In a draft text seen by Reuters, the finance chiefs from the world's leading economies pledged to use "all available policy tools to address the impacts of the pandemic," while warning that future policy space was likely to be "narrower and uneven."

Inflation is currently elevated in many countries due to supply disruptions, a mismatch in supply and demand, as well as rising commodity and energy costs, the draft communique said.

It further noted the G20 would continue to "monitor major global risks, including from geopolitical tensions that are arising".

That differed from an earlier version which included the word "current" in brackets - a device used by communique-drafters for language that still needed to gain consensus.

The talks were held both virtually and in Jakarta and G20 finance leaders intend to issue the final communique after their meeting ends on Friday.
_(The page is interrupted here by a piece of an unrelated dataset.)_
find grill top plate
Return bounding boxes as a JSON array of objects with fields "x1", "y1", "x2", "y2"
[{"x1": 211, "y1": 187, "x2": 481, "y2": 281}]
The diverging pace of recovery from the pandemic is complicating the policy path for central banks. Expected steady interest rate hikes by the U.S. Federal Reserve have drawn attention to the potential fallout for emerging markets.

While cases of the Omicron variant of COVID-19 are receding in many wealthy countries, they are still rising in many developing nations including host country Indonesia.

The G20 finance leaders are expected to voice support for ensuring timely and affordable access to COVID-19 vaccines, therapeutics, diagnostics and other medical supplies for low- and middle-income countries, according to the draft communique.